Naar cookie instellingen Hoofdinhoud Hoofdnavigatie

Waar waren de vrouwen?

  • 18 juni 2024
Banner image

Vrouwen speelden vaak een belangrijke rol in familiebedrijven, maar in de bedrijfsgeschiedenis is daar opvallend weinig van terug te vinden. Wat deden zij precies? Waarom werkten ze in het ene bedrijf wel mee en in het andere niet? En hoe werden zij voorbereid op een rol in het familiebedrijf?

Op vrijdagmiddag 1 december 2023 organiseerde de Stichting Bedrijfsgeschiedenis, een netwerk voor bedrijfshistorisch onderzoek verbonden aan de Universiteit Utrecht, een studiemiddag over deze onderbelichte kant van de bedrijfsgeschiedenis: de verhulde rol van vrouwen.

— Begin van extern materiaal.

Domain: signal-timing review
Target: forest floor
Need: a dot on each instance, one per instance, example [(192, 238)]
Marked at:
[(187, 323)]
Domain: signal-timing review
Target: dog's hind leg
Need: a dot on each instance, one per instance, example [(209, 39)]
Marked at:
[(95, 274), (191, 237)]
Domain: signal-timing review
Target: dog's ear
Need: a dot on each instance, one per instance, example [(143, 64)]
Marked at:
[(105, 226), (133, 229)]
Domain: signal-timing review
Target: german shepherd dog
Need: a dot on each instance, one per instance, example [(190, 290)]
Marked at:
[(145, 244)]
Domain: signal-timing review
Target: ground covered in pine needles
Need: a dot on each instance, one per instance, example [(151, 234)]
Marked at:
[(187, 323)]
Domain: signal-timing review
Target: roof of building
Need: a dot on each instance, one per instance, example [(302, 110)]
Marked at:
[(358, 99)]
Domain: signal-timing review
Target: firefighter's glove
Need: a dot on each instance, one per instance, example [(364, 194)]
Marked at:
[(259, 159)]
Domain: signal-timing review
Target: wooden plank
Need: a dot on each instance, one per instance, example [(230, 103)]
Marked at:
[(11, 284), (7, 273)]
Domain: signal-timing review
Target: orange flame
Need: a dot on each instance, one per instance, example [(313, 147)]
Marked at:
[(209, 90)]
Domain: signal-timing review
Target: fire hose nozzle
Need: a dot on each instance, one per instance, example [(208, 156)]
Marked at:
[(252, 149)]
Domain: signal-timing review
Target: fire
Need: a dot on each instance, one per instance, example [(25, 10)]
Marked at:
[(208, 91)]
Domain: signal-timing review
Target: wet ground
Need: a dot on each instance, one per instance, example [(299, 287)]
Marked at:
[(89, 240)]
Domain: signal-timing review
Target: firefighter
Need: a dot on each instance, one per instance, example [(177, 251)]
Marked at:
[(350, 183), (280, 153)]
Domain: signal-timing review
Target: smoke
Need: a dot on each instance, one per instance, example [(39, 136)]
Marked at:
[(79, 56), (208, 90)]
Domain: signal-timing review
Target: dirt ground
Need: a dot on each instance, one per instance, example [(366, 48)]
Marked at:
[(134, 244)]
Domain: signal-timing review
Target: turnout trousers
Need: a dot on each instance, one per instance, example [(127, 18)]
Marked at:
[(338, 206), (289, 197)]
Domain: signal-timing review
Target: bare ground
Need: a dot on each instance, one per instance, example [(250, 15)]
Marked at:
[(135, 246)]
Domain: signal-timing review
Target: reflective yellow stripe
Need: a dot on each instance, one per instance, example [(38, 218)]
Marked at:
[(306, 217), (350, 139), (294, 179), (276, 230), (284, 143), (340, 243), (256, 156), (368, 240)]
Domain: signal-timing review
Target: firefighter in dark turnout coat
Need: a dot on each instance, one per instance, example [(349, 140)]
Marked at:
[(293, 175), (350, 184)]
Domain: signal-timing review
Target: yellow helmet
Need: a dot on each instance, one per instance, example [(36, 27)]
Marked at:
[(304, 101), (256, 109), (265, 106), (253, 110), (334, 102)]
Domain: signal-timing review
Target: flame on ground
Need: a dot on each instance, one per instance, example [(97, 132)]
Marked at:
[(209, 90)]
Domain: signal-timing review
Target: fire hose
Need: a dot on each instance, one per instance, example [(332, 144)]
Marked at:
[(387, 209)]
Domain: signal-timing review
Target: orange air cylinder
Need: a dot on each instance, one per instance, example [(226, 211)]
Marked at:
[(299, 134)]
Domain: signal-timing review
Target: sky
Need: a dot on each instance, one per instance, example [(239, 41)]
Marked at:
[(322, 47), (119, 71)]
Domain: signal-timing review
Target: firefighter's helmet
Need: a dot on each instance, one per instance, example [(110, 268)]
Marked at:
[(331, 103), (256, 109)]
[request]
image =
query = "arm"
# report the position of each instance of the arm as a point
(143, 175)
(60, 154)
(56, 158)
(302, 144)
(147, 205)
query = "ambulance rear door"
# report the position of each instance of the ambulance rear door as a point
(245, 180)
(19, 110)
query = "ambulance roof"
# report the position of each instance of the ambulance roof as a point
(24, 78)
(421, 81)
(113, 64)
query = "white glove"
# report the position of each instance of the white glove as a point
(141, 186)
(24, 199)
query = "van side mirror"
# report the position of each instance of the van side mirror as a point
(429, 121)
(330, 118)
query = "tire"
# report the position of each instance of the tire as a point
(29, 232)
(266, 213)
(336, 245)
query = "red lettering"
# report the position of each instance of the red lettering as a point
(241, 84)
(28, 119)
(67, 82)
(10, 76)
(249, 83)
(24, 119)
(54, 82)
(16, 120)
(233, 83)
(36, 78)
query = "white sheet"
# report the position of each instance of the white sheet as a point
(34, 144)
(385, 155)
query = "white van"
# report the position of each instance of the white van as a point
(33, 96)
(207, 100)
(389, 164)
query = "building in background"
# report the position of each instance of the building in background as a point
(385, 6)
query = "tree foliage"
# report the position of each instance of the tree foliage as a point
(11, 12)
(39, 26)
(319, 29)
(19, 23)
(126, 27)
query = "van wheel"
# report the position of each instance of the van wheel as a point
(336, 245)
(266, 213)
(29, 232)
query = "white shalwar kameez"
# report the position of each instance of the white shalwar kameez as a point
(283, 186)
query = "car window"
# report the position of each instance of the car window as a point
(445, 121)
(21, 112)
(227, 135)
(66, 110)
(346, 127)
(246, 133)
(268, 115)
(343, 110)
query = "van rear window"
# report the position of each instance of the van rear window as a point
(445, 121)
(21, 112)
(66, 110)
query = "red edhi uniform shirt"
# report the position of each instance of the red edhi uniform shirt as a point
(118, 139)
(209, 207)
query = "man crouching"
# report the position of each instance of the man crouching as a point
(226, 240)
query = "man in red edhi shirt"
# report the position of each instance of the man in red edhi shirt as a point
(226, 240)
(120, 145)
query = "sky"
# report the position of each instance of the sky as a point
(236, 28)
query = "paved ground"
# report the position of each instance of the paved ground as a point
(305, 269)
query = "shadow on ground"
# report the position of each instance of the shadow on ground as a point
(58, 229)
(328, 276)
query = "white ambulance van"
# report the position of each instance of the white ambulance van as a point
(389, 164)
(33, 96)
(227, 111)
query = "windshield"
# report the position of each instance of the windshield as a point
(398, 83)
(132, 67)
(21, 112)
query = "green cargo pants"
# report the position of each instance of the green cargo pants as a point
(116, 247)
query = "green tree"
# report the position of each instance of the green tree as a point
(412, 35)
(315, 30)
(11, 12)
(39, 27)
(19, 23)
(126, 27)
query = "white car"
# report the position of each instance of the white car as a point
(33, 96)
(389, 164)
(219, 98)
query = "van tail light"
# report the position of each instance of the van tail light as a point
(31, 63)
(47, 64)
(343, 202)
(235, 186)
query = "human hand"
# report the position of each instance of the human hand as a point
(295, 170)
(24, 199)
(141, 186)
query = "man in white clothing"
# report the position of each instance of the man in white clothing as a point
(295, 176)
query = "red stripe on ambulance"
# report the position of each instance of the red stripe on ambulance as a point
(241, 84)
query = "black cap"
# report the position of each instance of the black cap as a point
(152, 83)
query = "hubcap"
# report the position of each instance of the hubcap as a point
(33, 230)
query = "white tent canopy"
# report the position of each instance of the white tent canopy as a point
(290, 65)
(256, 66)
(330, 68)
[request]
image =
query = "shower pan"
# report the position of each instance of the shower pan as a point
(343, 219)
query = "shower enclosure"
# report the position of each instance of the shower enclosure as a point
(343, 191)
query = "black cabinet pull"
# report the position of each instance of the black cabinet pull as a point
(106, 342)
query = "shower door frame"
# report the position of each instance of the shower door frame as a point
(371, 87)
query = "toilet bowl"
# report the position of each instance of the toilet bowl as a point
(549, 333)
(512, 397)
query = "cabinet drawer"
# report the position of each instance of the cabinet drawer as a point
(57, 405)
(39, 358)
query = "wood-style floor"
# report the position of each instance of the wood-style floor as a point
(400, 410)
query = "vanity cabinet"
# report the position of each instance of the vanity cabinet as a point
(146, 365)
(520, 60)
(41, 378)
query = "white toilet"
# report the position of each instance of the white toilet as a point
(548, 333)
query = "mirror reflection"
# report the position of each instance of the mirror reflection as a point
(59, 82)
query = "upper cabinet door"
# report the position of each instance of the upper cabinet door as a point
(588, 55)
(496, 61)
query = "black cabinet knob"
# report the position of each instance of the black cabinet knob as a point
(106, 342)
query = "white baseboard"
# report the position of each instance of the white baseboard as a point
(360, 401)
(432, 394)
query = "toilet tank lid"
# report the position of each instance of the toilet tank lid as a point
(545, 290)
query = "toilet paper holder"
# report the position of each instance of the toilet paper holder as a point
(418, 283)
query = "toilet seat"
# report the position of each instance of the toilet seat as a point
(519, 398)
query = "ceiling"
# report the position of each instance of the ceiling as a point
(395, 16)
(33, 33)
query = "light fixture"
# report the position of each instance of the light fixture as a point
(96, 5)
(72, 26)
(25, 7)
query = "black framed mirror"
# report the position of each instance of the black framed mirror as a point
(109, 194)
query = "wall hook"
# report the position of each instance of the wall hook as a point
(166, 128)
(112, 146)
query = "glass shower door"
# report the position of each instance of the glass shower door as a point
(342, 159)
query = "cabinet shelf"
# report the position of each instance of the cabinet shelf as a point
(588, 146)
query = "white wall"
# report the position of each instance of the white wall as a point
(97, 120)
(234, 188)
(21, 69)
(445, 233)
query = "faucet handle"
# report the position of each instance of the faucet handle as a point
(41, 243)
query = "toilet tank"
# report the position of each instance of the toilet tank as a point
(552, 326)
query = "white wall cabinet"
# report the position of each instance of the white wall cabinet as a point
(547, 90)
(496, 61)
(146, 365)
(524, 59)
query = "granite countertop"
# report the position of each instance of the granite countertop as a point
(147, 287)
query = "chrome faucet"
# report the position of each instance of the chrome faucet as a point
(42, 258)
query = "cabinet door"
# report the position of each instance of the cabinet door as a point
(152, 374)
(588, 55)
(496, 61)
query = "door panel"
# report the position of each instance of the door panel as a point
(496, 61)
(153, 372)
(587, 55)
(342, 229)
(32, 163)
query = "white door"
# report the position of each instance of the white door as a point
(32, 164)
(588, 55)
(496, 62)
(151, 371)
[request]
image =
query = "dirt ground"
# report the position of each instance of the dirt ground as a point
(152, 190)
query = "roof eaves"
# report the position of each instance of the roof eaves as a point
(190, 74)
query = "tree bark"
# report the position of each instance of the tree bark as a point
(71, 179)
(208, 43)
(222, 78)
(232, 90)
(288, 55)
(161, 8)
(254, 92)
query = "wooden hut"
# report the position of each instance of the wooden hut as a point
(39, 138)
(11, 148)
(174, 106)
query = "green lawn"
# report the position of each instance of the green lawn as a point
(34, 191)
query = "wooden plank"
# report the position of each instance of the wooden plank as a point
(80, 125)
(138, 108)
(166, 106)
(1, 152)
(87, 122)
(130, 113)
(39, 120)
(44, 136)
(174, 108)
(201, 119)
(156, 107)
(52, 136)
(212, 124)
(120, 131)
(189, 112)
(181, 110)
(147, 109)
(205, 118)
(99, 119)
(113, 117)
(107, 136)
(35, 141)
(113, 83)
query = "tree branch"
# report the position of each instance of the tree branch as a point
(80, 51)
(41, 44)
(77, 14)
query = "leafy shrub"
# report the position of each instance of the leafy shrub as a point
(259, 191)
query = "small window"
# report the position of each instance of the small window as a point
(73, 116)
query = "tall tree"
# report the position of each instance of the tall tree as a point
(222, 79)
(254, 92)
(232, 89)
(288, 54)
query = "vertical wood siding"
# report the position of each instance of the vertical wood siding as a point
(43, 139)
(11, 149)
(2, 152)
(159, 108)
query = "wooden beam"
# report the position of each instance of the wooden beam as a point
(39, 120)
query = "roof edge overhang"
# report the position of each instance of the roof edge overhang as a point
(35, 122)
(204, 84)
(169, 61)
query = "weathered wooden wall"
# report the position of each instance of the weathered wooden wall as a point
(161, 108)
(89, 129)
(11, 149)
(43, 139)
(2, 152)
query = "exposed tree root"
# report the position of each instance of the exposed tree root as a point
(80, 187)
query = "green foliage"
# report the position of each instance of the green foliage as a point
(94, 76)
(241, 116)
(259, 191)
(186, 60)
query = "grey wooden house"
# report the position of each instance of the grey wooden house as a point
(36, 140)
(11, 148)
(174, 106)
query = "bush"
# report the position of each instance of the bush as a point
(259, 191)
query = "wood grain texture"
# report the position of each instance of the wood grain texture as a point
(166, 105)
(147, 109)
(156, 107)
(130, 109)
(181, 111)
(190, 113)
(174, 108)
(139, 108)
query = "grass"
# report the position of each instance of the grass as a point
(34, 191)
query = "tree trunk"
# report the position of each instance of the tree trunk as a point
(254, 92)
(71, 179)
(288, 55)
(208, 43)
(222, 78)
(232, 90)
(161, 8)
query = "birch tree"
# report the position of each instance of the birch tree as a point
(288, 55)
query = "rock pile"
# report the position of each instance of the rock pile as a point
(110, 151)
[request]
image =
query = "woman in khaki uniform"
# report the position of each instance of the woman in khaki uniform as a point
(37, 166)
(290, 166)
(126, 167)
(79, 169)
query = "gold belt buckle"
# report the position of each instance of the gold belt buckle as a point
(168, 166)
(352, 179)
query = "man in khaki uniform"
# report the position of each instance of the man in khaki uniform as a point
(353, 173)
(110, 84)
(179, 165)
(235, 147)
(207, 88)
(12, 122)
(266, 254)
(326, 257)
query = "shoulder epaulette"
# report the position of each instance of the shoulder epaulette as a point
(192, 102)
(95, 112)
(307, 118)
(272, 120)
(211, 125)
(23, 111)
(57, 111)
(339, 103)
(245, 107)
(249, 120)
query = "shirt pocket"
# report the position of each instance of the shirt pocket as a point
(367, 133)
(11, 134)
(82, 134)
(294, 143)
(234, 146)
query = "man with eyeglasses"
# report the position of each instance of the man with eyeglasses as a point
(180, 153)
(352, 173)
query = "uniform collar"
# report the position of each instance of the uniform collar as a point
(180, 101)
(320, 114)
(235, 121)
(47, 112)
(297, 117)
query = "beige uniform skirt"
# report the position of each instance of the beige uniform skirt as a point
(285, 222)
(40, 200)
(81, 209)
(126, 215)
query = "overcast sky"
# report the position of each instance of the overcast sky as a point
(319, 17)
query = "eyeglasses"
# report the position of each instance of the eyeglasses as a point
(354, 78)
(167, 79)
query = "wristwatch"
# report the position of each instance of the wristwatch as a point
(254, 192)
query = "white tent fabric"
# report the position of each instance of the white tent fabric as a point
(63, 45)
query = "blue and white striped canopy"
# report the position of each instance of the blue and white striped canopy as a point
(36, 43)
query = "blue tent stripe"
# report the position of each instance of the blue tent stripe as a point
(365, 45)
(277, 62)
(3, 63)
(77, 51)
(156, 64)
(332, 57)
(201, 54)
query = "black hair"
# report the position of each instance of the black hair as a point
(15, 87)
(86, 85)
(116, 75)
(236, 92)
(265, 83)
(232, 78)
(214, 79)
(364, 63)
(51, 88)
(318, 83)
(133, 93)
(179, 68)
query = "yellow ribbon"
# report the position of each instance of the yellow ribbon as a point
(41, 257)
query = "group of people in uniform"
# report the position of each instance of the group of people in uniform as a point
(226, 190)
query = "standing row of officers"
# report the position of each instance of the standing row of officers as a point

Gender en familiebedrijven in historisch perspectief

Tijdens de middag presenteerden drie bedrijfshistorici hun onderzoek. Selin Dilli sprak over de diversiteit van vrouwelijk ondernemerschap in Nederland tussen 1899 en 2020. Joke Mooij onderzocht vrouwen in de financiële sector in de periode 1900–1940. Promovenda Claudia Hacke presenteerde de eerste resultaten van haar promotieonderzoek naar familiebedrijven en gendergelijkheid in Nederland (1900–2020). Claudia onderzoekt of specifieke kenmerken van familiebedrijven, in vergelijking met niet-familiebedrijven, tot verschillende uitkomsten leiden op het gebied van gendergelijkheid op de werkvloer. Ze bekijkt dit in historisch perspectief, om te begrijpen hoe deze kenmerken de positie van vrouwen op verschillende manieren hebben beïnvloed – afhankelijk van de maatschappelijke context.

Bivalente kenmerken

In de familiebedrijfskunde is vaak sprake van zogenaamde bivalente kenmerken: eigenschappen die zowel een voordeel als een nadeel kunnen zijn. Een voorbeeld is de hoge solvabiliteit van familiebedrijven. Doordat winsten vaak worden teruggeïnvesteerd, beschikken zij over veel eigen vermogen – het zogeheten ‘geduldig kapitaal’. Hierdoor hoeven investeringen niet snel te renderen en is er geen druk van externe aandeelhouders. Tegelijkertijd kan deze voorzichtigheid leiden tot een risico-averse houding, waardoor innovatie afneemt. Het is wellicht geen toeval dat juist deze bivalente kenmerken ook naar voren komen in Claudia’s onderzoek naar vrouwen in familiebedrijven.

Bescherming én ongelijkheid

Op basis van een internationale literatuurstudie komt Claudia tot haar eerste inzichten. Vrouwen die in bedrijfsfamilies opgroeiden, konden profiteren van een sociaal vangnet. Zij hoefden niet te solliciteren, konden hun kennis en vaardigheden ontwikkelen en werkten vaak vanaf jonge leeftijd mee in het bedrijf.

Tegelijkertijd ontvingen zij lang niet altijd loon, werkten ze zonder contract en hadden ze een slechtere uitgangspositie bij bedrijfsoverdracht dan hun mannelijke familieleden. Dat had ook te maken met het feit dat vrouwen in Nederland pas sinds 1957 wettelijk als handelingsbekwaam werden beschouwd.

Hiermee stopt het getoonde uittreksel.